En son saldırılar gösteriyor ki, ihanet şebekesinin elinde ciddi manada ağır silahlar vardır ve bu silahları maalesef şehir merkezlerine kadar ellerlini kollarını sallayarak getirebilmişlerdir. Bu ülkenin istihbarat birimleri bunca silah şehir merkezlerine kadar taşınırken ne işlerle meşgul idiler acaba? Yoksa istihbarat birimlerimiz bu dönemde yalnız milletin yatak odalarını dinlemekle mi acaba bu işleri takip etmeye zaman bulamadılar? Bu soruları soranları değnek göstererek veya korkutarak susturamazsınız beyler. Gerçekleri örtmekle veya perdelemekle veya basını sansür etmekle bu tehlikeyi bertaraf edemezsiniz.
Terör bir yanda can alırken diğer bir yanda bu milletin Askere olan sevgi ve güvenini sarsmak için her gün fitne cephesi saldırmakta ve millete evlatlarınızı askere göndermeyin diye de dolaylı bir şekilde telkinde bulundurmaktadırlar.
Türkiye bugün bölgede ki ağırlığını tamamen kaybetmiş ve yalnızlığa mahkum edilmiş bir ülkedir. Irakta iki yüz bine yakın kadının iffeti kirletilirken, çocuklar kirletilirken sesi çıkmayanlar ve tek manşet dahi atmayan sözde İslamcı paçavralar her nedense Suriye söz konusu olduğunda veya Türk Ordusu mesele olduğunda kahraman kesiliveriyorlar. Bu arlanmazlar, bu utanmazlar hiç mi Allahtan korkmaz ve kuldan utanmazlar. Bu nasıl bir tarafsız ve yansız basındır? Türk Askerinin donunda ki lekeyi manşetlerine taşıyanlar neden acaba bunca din kardeşimiz katledilirken veya iffetleri kirletilirken tek bir manşet dahi atmazlar? Bu sorular dün sordum ve bugünde soruyorum.
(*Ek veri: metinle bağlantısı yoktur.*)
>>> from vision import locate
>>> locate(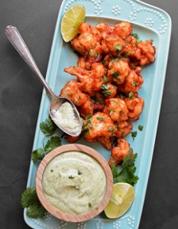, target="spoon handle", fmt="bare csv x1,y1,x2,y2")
5,25,55,98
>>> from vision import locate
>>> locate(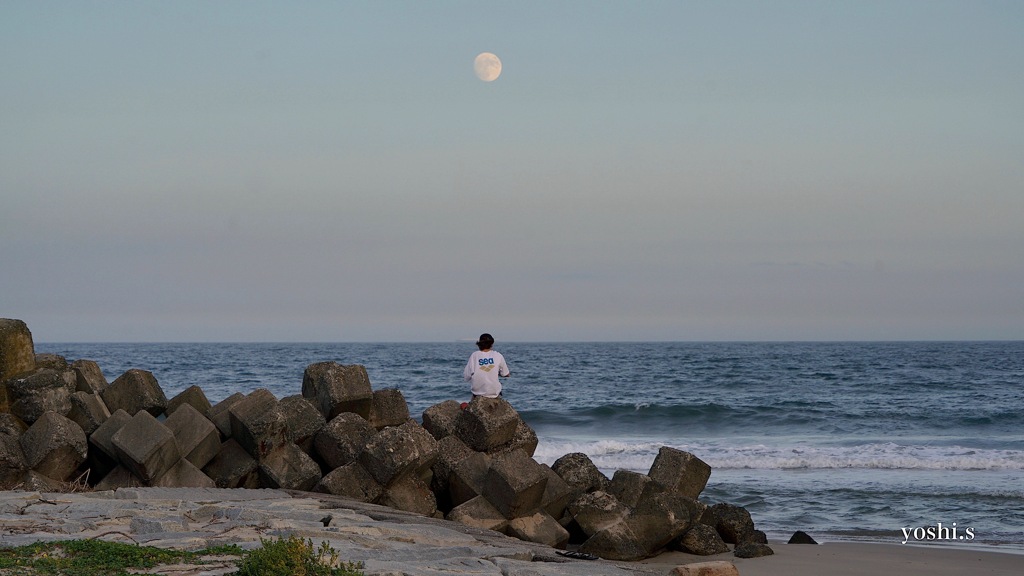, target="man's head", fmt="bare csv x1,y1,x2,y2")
476,333,495,350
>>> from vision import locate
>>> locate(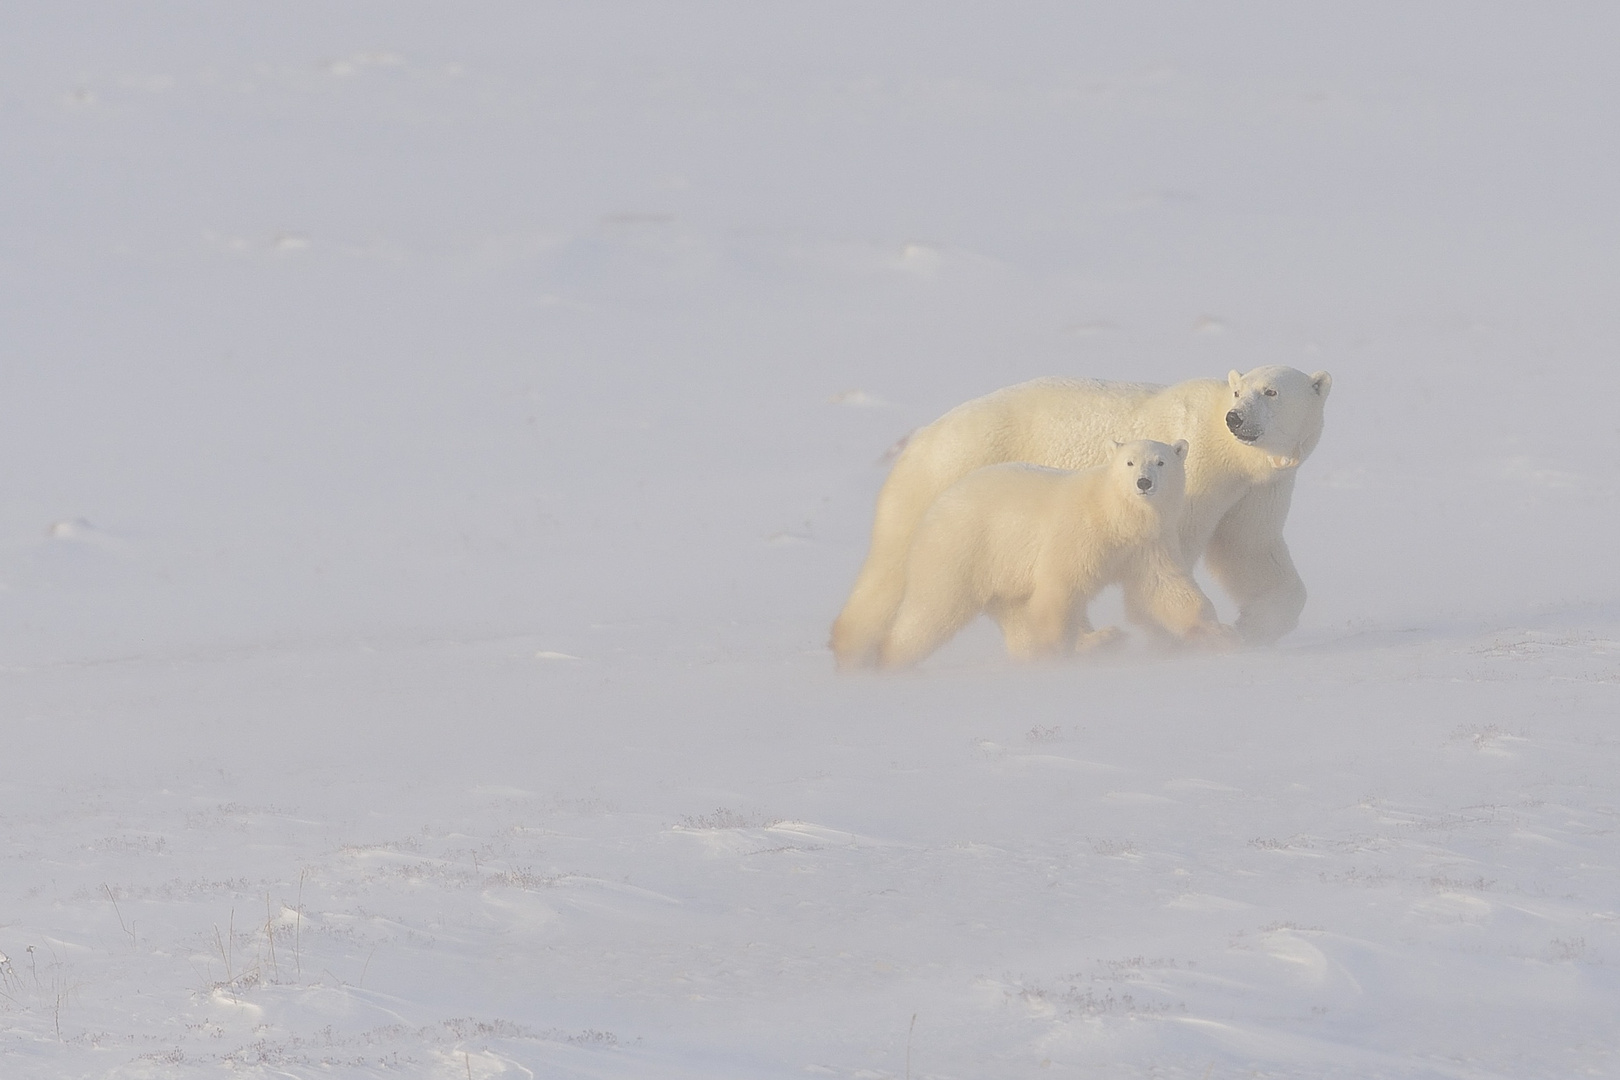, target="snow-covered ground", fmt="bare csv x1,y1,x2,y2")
3,4,1619,1076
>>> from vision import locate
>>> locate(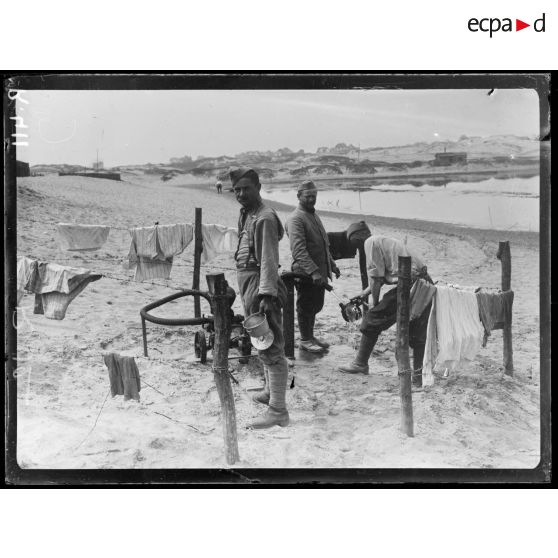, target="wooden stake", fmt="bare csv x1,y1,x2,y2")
282,274,296,360
206,272,239,465
396,256,414,437
193,208,202,318
497,241,514,375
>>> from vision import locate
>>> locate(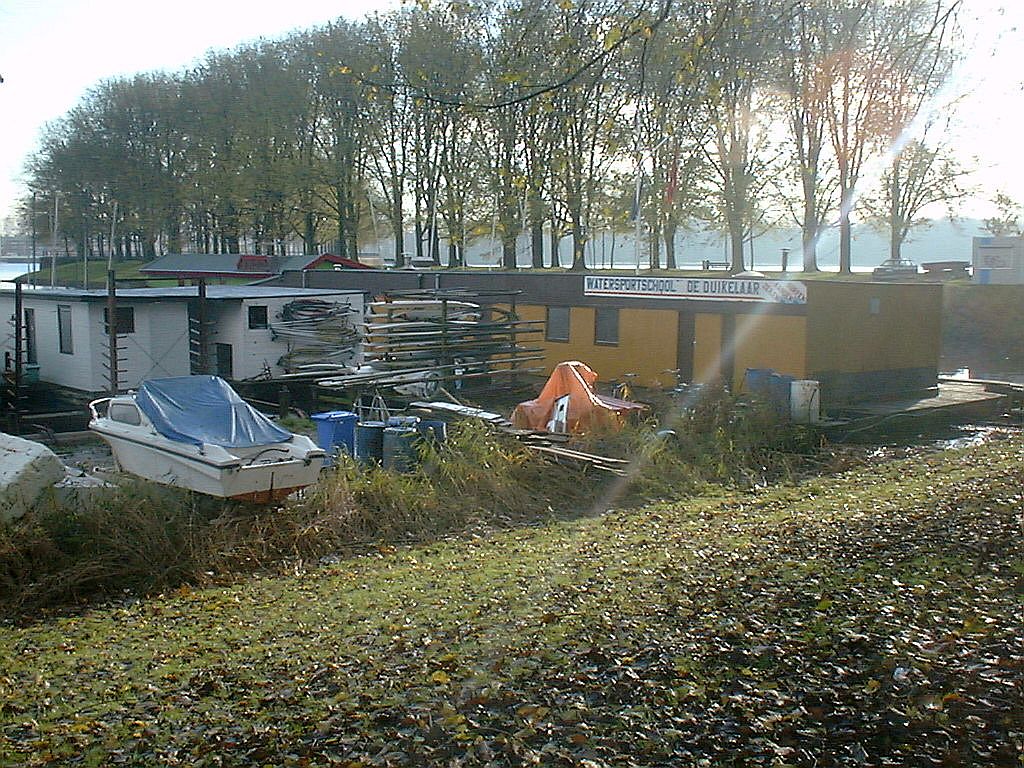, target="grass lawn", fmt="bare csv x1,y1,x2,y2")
1,438,1021,766
21,259,264,289
22,259,151,288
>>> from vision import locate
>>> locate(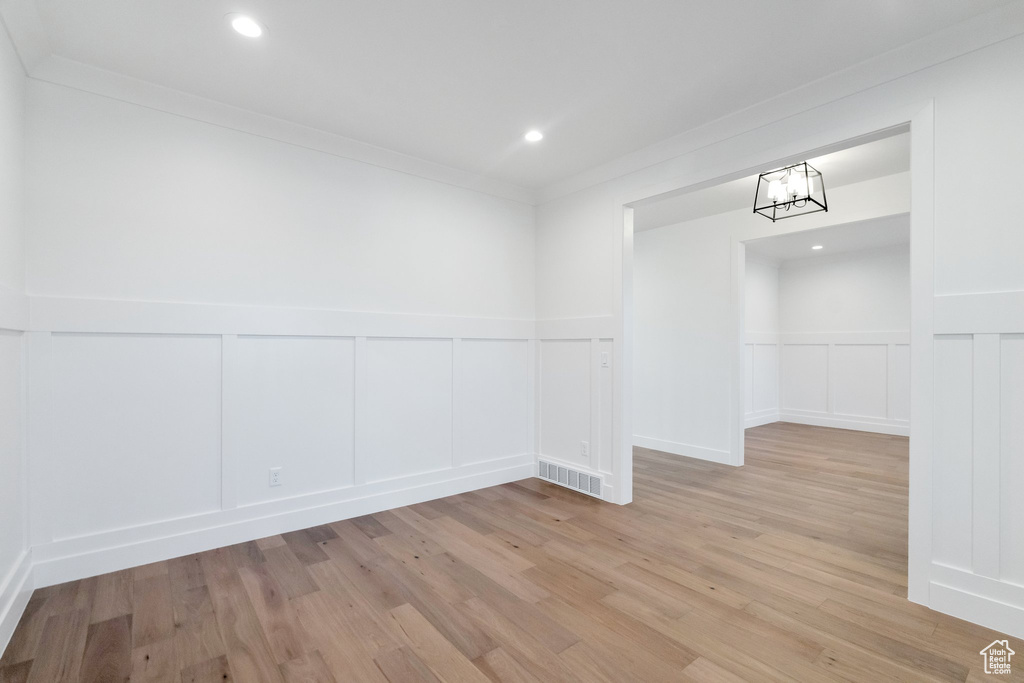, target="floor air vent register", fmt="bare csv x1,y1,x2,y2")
538,461,602,498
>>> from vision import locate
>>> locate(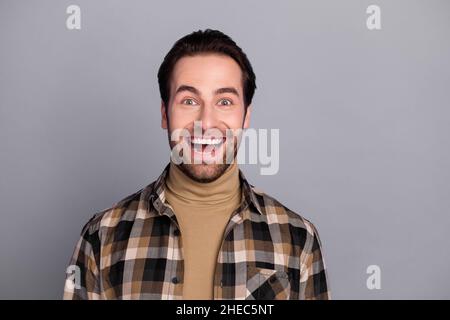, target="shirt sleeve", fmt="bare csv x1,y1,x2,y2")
63,219,101,300
300,222,331,300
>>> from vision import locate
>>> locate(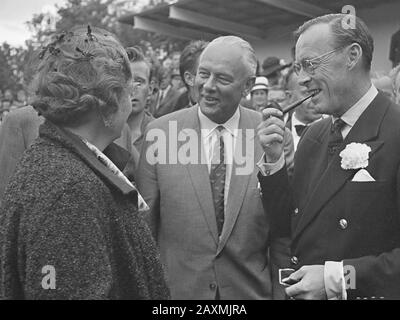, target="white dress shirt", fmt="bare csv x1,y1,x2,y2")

Milletin zihinsel olarak işgal edildiğini ve bu işgal operasyonunda milletin inançlarının silah olarak kullanıldığını iddia ettiğimizde neden bazıları kudururlar acaba? Gerçekleri dillendirenleri alkışlamak inanan her insanın görevi değil midir? Peki, biz herkesin sustuğu bir dönemde gerçekleri haykırdığımız için neden acaba hedef tahtasına oturtuluyoruz. Neden cehennemlik ilan edilip adeta toplum nezdinde linç edilmemize kadar işi getirenler var? Doğruları seslendirmek ne zamandan beri suç olarak telakki edilir oldu. Haksızlık karşısında susmak şeytanlık değil miydi?
Tekrar soruyorum. Uçak bile düşürebilecek kadar ağır silahları şehir merkezlerine yakın noktalara kadar bu eşkıyalar katır üzerinde mi getirdiler. Bunca silah neyle ve nasıl getirildiler. Siz bunca işler kotarılırken hiç mi istihbarat alamadınız. Aldıysanız kimler veya hangi odaklar sizlere mani oldular? Böyle bir şeyler olmadığına göre neden göz yumdunuz bu felakete gidişe? Yoksa bizim aklımızın ermediği daha ince politikalar mı vardır işin içinde?
Millete her şeyi açık söylemenin günündeyiz. Millet her şeyi bilmeli ki her muhtemel tehlikeye karşı millet şuurlu bir bekleyiş içerisinde olsun. Zihinsel olarak işgale taşınan milleti lütfen bir fiili işgalle yüz yüze getirmeyin. Geçmişi reddi miras etme hastalığından kurtulup bütün kurumlarımızla barışık bir şekilde milleti ve devleti yeniden bir birine kilitleyin. Aksi durumda bu felaket en önce sizleri mahvedecek. Zaman kucaklaşma zamanıdır. Zaman ne bir birinin çapını ölçme nede bir birinin gramını tartma zamanı değildir. Zaman hep birlikte ortak düşmanın üzerine gitme zamanıdır. Bizden dostça söylemesi.